Attorney-General Dean Wells announced the government would establish a `Remediation of Miscarriages of Justice Unit' (RMJU) as a fully independent review mechanism.

As early as February 1990, Mr Wells promised victims their cases would be referred to the Unit, and in one case promised priority treatment once the Unit was established.

And in July 1991, Mr Wells wrote to a victim and said: "The proposal for a Miscarriage of Justice Unit in Queensland, as recommended by Mr Fitzgerald QC, is currently before the Honourable the Premier for consideration."

However, a viewing of documents generated subsequently suggests the government's approach has become ambiguous, and the RMJU an on-again, off-again proposition.

For example, a report by the Parliamentary Criminal Justice Committee (PCJU) tabled in December 1991, said: "The Government has now shelved the plan". Yet the Attorney-General's office vehemently denies this.

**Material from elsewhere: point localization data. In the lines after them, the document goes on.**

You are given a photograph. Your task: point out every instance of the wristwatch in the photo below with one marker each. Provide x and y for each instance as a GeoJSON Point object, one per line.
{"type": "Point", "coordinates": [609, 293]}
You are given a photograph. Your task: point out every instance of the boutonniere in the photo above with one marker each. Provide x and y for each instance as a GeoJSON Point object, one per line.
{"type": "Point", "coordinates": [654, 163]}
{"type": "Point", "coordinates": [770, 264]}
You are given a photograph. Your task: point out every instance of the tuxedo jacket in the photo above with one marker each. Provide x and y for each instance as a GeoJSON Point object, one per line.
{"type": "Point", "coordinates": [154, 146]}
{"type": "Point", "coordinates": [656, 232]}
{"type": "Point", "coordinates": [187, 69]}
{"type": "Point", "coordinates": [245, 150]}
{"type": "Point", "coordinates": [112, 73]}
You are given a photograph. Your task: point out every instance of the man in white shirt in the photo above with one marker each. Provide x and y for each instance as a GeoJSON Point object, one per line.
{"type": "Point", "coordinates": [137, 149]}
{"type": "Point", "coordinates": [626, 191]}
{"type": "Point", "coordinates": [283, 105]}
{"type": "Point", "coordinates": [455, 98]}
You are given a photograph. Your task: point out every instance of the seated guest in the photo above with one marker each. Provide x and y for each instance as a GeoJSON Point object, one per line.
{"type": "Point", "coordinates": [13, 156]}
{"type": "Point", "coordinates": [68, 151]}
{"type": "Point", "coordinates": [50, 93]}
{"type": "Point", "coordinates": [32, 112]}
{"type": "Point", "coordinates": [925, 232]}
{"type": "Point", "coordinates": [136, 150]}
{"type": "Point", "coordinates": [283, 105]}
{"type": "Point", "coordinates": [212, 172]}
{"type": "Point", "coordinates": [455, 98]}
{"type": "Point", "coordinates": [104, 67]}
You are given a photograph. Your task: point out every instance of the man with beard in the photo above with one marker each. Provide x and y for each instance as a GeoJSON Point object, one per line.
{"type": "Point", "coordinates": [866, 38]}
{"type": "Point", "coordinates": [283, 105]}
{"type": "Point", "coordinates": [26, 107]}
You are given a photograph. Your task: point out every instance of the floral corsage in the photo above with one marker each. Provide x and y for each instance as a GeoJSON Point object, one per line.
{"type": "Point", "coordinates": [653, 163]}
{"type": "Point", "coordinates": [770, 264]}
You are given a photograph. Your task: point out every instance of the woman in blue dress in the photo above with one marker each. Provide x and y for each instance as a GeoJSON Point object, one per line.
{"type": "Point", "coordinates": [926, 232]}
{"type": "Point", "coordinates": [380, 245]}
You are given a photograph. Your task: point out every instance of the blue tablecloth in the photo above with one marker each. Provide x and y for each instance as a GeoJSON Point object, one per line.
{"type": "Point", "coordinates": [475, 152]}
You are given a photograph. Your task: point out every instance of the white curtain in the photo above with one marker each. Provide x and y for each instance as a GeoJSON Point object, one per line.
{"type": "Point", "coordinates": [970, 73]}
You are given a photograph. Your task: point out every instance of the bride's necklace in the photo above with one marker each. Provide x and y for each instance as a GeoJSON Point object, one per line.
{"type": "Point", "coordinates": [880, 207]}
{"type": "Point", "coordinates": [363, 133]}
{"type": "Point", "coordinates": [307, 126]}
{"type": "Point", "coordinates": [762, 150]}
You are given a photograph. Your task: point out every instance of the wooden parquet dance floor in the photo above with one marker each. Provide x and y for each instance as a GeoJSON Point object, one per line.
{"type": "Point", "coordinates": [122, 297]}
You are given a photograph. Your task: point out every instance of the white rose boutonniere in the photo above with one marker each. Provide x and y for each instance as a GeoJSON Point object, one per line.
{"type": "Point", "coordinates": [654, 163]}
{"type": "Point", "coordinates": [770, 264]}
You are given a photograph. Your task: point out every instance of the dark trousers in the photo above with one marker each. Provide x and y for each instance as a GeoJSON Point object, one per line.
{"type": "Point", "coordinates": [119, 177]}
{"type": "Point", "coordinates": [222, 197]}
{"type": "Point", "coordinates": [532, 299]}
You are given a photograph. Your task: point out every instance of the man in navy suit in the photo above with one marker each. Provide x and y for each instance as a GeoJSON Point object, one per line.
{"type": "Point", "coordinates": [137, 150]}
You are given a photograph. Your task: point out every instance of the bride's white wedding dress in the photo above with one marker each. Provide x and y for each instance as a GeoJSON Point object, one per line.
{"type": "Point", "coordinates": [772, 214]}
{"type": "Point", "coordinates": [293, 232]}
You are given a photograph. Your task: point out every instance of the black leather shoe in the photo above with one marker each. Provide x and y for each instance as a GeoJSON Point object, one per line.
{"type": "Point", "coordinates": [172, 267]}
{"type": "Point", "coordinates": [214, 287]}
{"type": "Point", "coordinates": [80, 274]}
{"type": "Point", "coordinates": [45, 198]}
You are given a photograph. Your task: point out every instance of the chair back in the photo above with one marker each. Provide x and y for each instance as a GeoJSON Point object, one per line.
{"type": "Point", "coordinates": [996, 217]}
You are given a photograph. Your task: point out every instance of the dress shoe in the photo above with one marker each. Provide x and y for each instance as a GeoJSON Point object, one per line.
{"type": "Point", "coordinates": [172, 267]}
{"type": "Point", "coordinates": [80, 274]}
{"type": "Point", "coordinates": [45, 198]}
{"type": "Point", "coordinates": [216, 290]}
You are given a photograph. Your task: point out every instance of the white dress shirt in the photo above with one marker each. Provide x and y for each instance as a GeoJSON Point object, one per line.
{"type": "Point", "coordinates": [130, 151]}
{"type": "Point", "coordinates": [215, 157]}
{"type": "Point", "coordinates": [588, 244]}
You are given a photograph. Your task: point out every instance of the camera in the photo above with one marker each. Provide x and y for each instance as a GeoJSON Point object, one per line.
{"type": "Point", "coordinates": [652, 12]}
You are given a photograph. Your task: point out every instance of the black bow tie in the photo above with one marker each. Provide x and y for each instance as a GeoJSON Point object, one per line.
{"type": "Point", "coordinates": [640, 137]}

And in May this year, Mr Wells told one reporter the matter was now one for the CJC, only to affirm later his department was still planning the Unit.

Now the victims are being urged to use other processes. They can provide evidence of police misconduct to the CJC, seek a pardon, or bring forward fresh evidence which the Attorney-General can refer to the Court of Criminal Appeal.

Civil liberties council executive member, Paul O'Shea, who has been following the issue closely, says this approach is not satisfactory.

He says applications to the Court of Appeal, and applications for pardons or ex-gratia payments by way of compensation provide "a mixed bag of remedies which are discretionary and therefore somewhat unsatisfactory".

"Referral of police misconduct to the CJC does not result in the remedying of the effects of the miscarriage of justice upon its victims," Mr O'Shea says.

"It is also important that the victims should not have to prove their innocence, but rather cast reasonable doubt upon their guilt."

It is therefore little wonder victims are loosing patience and invoking their own legal remedy.

Some, for example, are using a rarely-invoked section of the Justices Act to launch private criminal prosecutions against police and others who have aggrieved them.

This move is a testament to their desperation for justice.

It may be everyday practice for accusers to launch civil legal proceedings, however criminal proceedings in lower courts are invariably initiated by the police, or are conducted in higher courts under the control of the Director of Prosecutions.

There are, of course, two sides to every story.

Mr Wells, while expressing sympathy to the victims, now says the Unit presents considerable problems which are yet to be resolved, including the issue of the separation of powers.

"This proposal would overturn centuries of legal tradition by having the executive arm of Government set up a structure which would seek to overturn judicial findings", he says.

He also acknowledges practical problems and expresses concern about the Unit's cost.

"It is very easy for critics who don't know the intricacies to say - throw money at it - and you'll solve the problem. I wish it were that easy," he says.

There are also concerns beyond those expressed by Mr Wells. There is, for example, the Fitzgerald Report's concern that the justice system may have difficulty coping with "the volume of cases which, rightly or wrongly, might be put forward for reassessment".

Meanwhile, Mr O'Shea says it is refreshing the government is at least acknowledging publicly there are difficult issues to face in formulating the RMJU.

He is preparing a submission the Council will send (unrequested) to the Attorney-General which will discuss options and possible models for a RMJU "relying to some extent on the UK experiences".

Hopefully there will now be a debate between the Government, interested groups, and the victims as to these problems and what can be done.

Yet a debate will be the only progress on this issue in three years.